DANIELS: We will to an extent. Some of that money will become a recurring
cost of government. The needs for homeland security will grow and will extend,
I suppose, now permanently, because this threat's not going away. The
president has often pointed out, this is likely to be a long, perhaps
indefinite, struggle.
On the other hand, the majority, the big majority of the $40 billion does
involve one-time costs: the reconstruction of New York, fortifying cockpit
doors in airplanes only needs to be done once, vaccine for enough to cover
the entire American population is a one-time expenditure and so forth.
So we will separate those items that plausibly need to recur year on year,
and those would become part of our baseline, but not the rest.
MODERATOR: This questioner would like to know how the homeland defense
office will influence the agencies in their expenditures.
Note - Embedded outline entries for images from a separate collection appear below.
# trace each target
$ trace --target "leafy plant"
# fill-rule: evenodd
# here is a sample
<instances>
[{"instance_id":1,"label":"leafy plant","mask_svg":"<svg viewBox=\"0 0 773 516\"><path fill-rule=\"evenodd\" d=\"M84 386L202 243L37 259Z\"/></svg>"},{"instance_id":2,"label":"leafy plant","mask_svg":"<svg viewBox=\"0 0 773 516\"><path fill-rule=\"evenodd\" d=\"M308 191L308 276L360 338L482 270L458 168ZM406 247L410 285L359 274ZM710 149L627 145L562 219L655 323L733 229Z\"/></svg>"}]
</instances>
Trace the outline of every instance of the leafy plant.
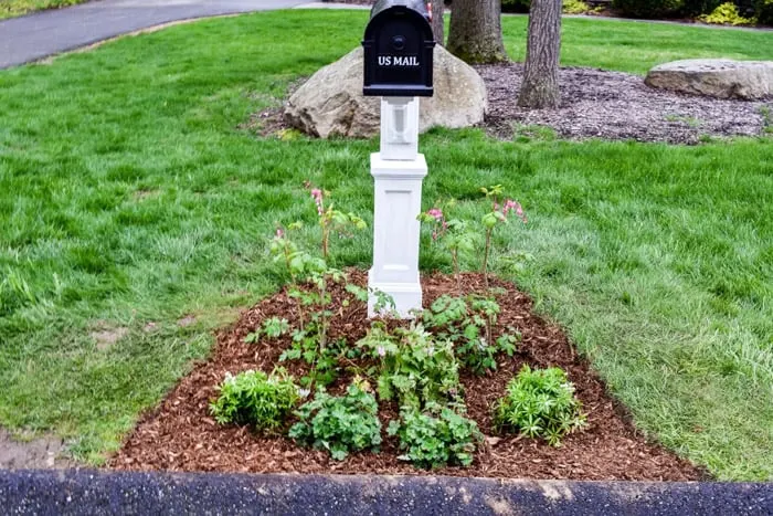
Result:
<instances>
[{"instance_id":1,"label":"leafy plant","mask_svg":"<svg viewBox=\"0 0 773 516\"><path fill-rule=\"evenodd\" d=\"M218 390L210 412L220 424L253 424L258 430L282 425L298 401L298 389L284 369L226 373Z\"/></svg>"},{"instance_id":2,"label":"leafy plant","mask_svg":"<svg viewBox=\"0 0 773 516\"><path fill-rule=\"evenodd\" d=\"M486 244L484 246L483 265L480 268L484 275L484 281L486 282L486 289L488 289L488 257L491 252L491 235L494 234L494 229L499 223L506 223L507 215L511 211L513 211L525 224L527 223L527 219L526 214L523 213L523 208L518 201L507 199L502 204L500 204L500 199L502 196L501 185L481 188L480 191L493 202L491 211L486 213L481 221L486 231Z\"/></svg>"},{"instance_id":3,"label":"leafy plant","mask_svg":"<svg viewBox=\"0 0 773 516\"><path fill-rule=\"evenodd\" d=\"M456 358L480 375L497 368L496 356L500 351L512 356L520 339L513 328L494 339L493 326L499 312L499 304L490 297L444 295L422 312L422 320L437 338L454 343Z\"/></svg>"},{"instance_id":4,"label":"leafy plant","mask_svg":"<svg viewBox=\"0 0 773 516\"><path fill-rule=\"evenodd\" d=\"M342 461L351 452L378 451L381 422L377 412L375 399L358 379L341 397L330 396L320 387L314 400L295 412L300 421L293 425L289 436L301 444L327 450L335 460Z\"/></svg>"},{"instance_id":5,"label":"leafy plant","mask_svg":"<svg viewBox=\"0 0 773 516\"><path fill-rule=\"evenodd\" d=\"M496 404L494 421L502 431L542 438L558 446L564 435L585 424L581 409L562 369L531 370L525 365Z\"/></svg>"},{"instance_id":6,"label":"leafy plant","mask_svg":"<svg viewBox=\"0 0 773 516\"><path fill-rule=\"evenodd\" d=\"M333 231L343 232L348 228L360 230L366 228L366 223L353 213L335 210L332 203L326 207L325 197L327 194L320 189L308 182L306 188L310 190L311 199L317 207L322 257L301 250L289 239L287 231L282 228L276 230L269 245L274 261L284 263L289 273L288 295L295 299L300 319L299 328L293 334L293 345L282 354L279 360L303 358L311 366L311 371L301 381L305 385L311 385L315 381L327 385L337 376L340 352L347 351L346 341L329 343L328 337L330 317L332 316L330 284L347 282L342 271L328 266L330 234ZM287 230L300 228L300 222L294 222L288 225ZM301 282L311 285L313 288L301 288ZM276 333L283 328L280 325L272 325L267 330ZM328 349L330 344L333 345L333 349Z\"/></svg>"},{"instance_id":7,"label":"leafy plant","mask_svg":"<svg viewBox=\"0 0 773 516\"><path fill-rule=\"evenodd\" d=\"M449 340L436 341L421 323L390 333L381 322L371 325L358 347L381 360L378 378L382 400L398 398L401 406L421 408L460 393L458 362Z\"/></svg>"},{"instance_id":8,"label":"leafy plant","mask_svg":"<svg viewBox=\"0 0 773 516\"><path fill-rule=\"evenodd\" d=\"M582 14L591 10L591 7L582 0L563 0L561 11L564 14Z\"/></svg>"},{"instance_id":9,"label":"leafy plant","mask_svg":"<svg viewBox=\"0 0 773 516\"><path fill-rule=\"evenodd\" d=\"M502 198L501 185L495 185L489 188L480 188L480 191L491 201L491 211L484 214L481 219L481 229L484 234L484 255L481 261L481 273L488 289L488 260L491 251L491 236L494 229L500 224L508 222L508 214L515 212L518 219L525 224L527 223L523 208L519 202L512 199ZM502 202L500 202L502 201ZM447 203L447 207L453 206ZM447 211L447 210L446 210ZM456 289L460 293L462 285L459 280L459 254L463 252L475 251L476 241L478 240L475 229L470 229L466 222L455 219L446 219L442 208L435 207L425 213L421 213L417 219L421 222L432 224L432 240L441 241L451 252L452 262L454 264L454 276L456 277Z\"/></svg>"},{"instance_id":10,"label":"leafy plant","mask_svg":"<svg viewBox=\"0 0 773 516\"><path fill-rule=\"evenodd\" d=\"M431 404L424 412L415 407L404 408L400 421L391 421L386 430L400 439L403 454L398 459L420 467L470 465L483 434L475 421L460 412L462 406Z\"/></svg>"},{"instance_id":11,"label":"leafy plant","mask_svg":"<svg viewBox=\"0 0 773 516\"><path fill-rule=\"evenodd\" d=\"M285 335L289 330L289 323L287 319L278 318L276 316L269 317L263 322L263 327L256 331L252 331L244 337L244 341L247 344L257 343L261 338L261 334L268 338L278 338Z\"/></svg>"},{"instance_id":12,"label":"leafy plant","mask_svg":"<svg viewBox=\"0 0 773 516\"><path fill-rule=\"evenodd\" d=\"M324 192L319 188L306 183L306 188L311 193L311 199L317 207L319 228L321 230L322 259L327 262L330 246L330 233L333 231L346 232L349 228L363 230L367 228L366 221L354 213L345 213L333 209L333 204L325 206L325 198L329 192Z\"/></svg>"},{"instance_id":13,"label":"leafy plant","mask_svg":"<svg viewBox=\"0 0 773 516\"><path fill-rule=\"evenodd\" d=\"M733 2L724 2L717 7L710 14L702 14L698 20L718 25L750 25L753 20L743 18Z\"/></svg>"}]
</instances>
Will the office
have to go through OMB or will they have direct authority over the certain
expenditures within the agencies themselves?
DANIELS: Governor Ridge will have, I think, very direct impact. We have put
our organization at his disposal, built a dedicated unit to work with and
for him and his team. And everybody at OMB understands this is really job
one.
So we will assist him in every way we can. We will implement, give effect to
his decisions, as the president ratifies them. And I think, if it's not
already apparent from some of the actions he's taken, it will quickly become
clear to one and all that he has the authority to make these decisions and
make them stick.
MODERATOR: Given the current situation with the homeland defense, do you see
any situation in which the country might need to return to, sort of, the
World War II situation in which there was rationing for such things as sugar
and gasoline and all that?
DANIELS: No, not foreseeable to me. I suppose if this conflict were ever
going to broaden in a way that would require any real sacrifice of that
kind, Secretary Rumsfeld and the president would so indicate.
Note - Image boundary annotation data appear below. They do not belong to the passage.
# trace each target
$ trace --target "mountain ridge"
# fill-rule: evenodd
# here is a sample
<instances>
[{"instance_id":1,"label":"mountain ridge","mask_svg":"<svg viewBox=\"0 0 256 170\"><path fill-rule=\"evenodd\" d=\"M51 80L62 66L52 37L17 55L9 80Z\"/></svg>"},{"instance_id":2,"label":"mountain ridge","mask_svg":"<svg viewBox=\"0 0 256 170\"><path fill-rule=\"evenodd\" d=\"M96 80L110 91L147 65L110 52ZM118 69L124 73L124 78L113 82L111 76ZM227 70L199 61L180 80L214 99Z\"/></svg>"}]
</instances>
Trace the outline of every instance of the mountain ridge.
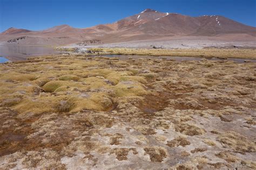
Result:
<instances>
[{"instance_id":1,"label":"mountain ridge","mask_svg":"<svg viewBox=\"0 0 256 170\"><path fill-rule=\"evenodd\" d=\"M36 31L11 27L0 35L4 36L4 41L8 37L14 38L17 36L33 36L33 38L48 38L50 42L54 41L54 44L63 44L91 39L114 42L165 36L214 37L226 34L246 34L256 37L256 27L219 15L193 17L146 9L113 23L99 24L84 29L75 28L66 24ZM1 37L0 41L2 41L3 38ZM63 38L60 38L62 37L66 38L65 42L58 43L55 39L52 41L52 39L59 38L60 41L63 40ZM72 41L69 42L68 39Z\"/></svg>"}]
</instances>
But I tried to say in my opening comments that we're not in that position,
and that the measures that we will recommend really at the margin of a $2 trillion
budget to redeploy funds to winning the war, from and to high-performing programs,
from important but less important priorities, and from programs that don't
work very well, these should be very, very minor. They'll be transparent and
undetectable I would say to the average citizen; perhaps not to interest
groups deeply committed to these individual items, but to the general public
absolutely.
MODERATOR: Can you tell us what is the best combination of spending increases
and tax cuts for the stimulus bill? How big should each of them be?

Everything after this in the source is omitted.